Spotify has moved a step closer to a highly anticipated IPO after sealing a deal with Universal to stream music from artists such as Adele, Taylor Swift, Lady Gaga and Kanye West.
Agreeing the global multi-year deal had been seen as one of the obstacles the startup faced in going public.
The deal includes artists' music only being available on the premium version of the service for the first two weeks after they release an album, if they wish, but singles available on the free version.
Spotify will still need to negotiate further deals with Sony and Warner, in addition to Vivendi-owned Universal, in order to secure access to the majority of the 30m songs users can stream on the platform.
But the deal represents the end to contracted negotiations and tussles between the two sides over the years.
Universal artist Taylor Swift famously pulled her music from the platform in 2014 and label mate Adele shunned it for the release of her album 25 a year later, eschewing digital services altogether for its release. According to the Financial Times, there has been no long-term contract between the two for two years.

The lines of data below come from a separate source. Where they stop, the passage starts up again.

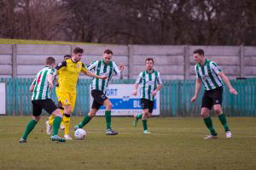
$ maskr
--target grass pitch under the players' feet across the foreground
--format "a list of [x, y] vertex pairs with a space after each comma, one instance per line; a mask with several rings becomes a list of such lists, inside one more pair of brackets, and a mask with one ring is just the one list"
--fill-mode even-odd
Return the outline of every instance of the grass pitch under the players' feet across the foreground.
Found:
[[[116, 136], [106, 136], [104, 117], [95, 117], [86, 139], [64, 144], [49, 140], [46, 118], [19, 144], [30, 117], [0, 116], [0, 169], [256, 169], [256, 117], [228, 117], [232, 139], [213, 118], [218, 139], [211, 140], [203, 139], [208, 131], [199, 117], [151, 118], [149, 135], [142, 122], [132, 127], [131, 117], [113, 117]], [[72, 117], [71, 127], [82, 118]]]

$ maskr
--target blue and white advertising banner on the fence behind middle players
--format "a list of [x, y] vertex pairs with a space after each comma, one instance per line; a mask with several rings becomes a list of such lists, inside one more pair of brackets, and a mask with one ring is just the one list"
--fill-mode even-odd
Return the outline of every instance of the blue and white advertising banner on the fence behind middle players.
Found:
[[[139, 92], [137, 96], [132, 95], [134, 84], [110, 84], [106, 95], [110, 99], [113, 107], [111, 115], [113, 116], [133, 116], [141, 113], [142, 107]], [[139, 88], [138, 88], [139, 89]], [[139, 91], [139, 90], [138, 90]], [[90, 95], [90, 107], [93, 98]], [[96, 116], [105, 115], [105, 107], [102, 105]], [[160, 93], [154, 99], [154, 116], [160, 115]]]

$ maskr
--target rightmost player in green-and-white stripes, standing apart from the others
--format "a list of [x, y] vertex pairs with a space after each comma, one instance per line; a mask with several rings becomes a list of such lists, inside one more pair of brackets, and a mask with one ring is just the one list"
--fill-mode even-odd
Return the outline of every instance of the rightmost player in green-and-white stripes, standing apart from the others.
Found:
[[212, 106], [213, 110], [218, 115], [219, 121], [224, 126], [226, 139], [230, 139], [232, 138], [232, 134], [230, 133], [230, 128], [228, 127], [228, 123], [221, 106], [224, 86], [222, 79], [230, 89], [231, 94], [237, 95], [236, 89], [231, 86], [228, 77], [224, 75], [224, 72], [221, 71], [218, 65], [212, 60], [205, 58], [204, 51], [202, 49], [196, 49], [193, 53], [193, 57], [196, 62], [196, 83], [195, 95], [191, 98], [191, 102], [195, 102], [197, 99], [202, 83], [205, 88], [205, 93], [201, 103], [201, 116], [204, 118], [204, 122], [211, 133], [210, 135], [207, 135], [205, 139], [217, 139], [217, 133], [214, 130], [212, 119], [210, 117]]

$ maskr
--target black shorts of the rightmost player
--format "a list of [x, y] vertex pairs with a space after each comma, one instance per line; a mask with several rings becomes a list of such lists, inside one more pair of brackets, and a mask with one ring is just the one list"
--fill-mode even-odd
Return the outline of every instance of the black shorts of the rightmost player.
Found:
[[222, 105], [223, 88], [215, 88], [213, 90], [206, 90], [201, 102], [201, 108], [207, 107], [212, 109], [212, 105]]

"We will be working together to help break new artists and connect new and established artists with a broadening universe of fans in ways that will wow them both. We know that not every album by every artist should be released the same way, and we’ve worked hard with Universal to develop a new, flexible release policy," said Spotify boss Daniel Ek.
"Starting today, Universal artists can choose to release new albums on premium only for two weeks, offering subscribers an earlier chance to explore the complete creative work, while the singles are available across Spotify for all our listeners to enjoy."
Universal Music boss Sir Lucian Grainge said: "Today, streaming represents the majority of the business. Our challenge is transforming that upturn into sustainable growth."
"In a market this dynamic, one evolving more rapidly than ever before, success requires creative and continual re-evaluation of how best to bring artists’ music to fans. At UMG, we’ve not only reimagined distribution models and technologies, but entire business models. The only constants must be great music and fair compensation for artists and creators. To that end, the long-term success of Spotify, and others like it, is essential to the ecosystem’s enduring health."
Spotify is the most highly funded tech startup in Europe at $8.5bn and an IPO is expected to come soon. It has yet to make a profit, but its second-largest investor Northzone indicated late last year it was closing in on the milestone. Revenues doubled to €2bn in 2015, the latest figures available, while losses grew 10 per cent to €173m.
The Sweden-based firm last month said it had hit 50m paying subscribers, up from 40m in September 2016. It is facing competition from growing rivals such as Apple, which has gained half that number in a shorter time.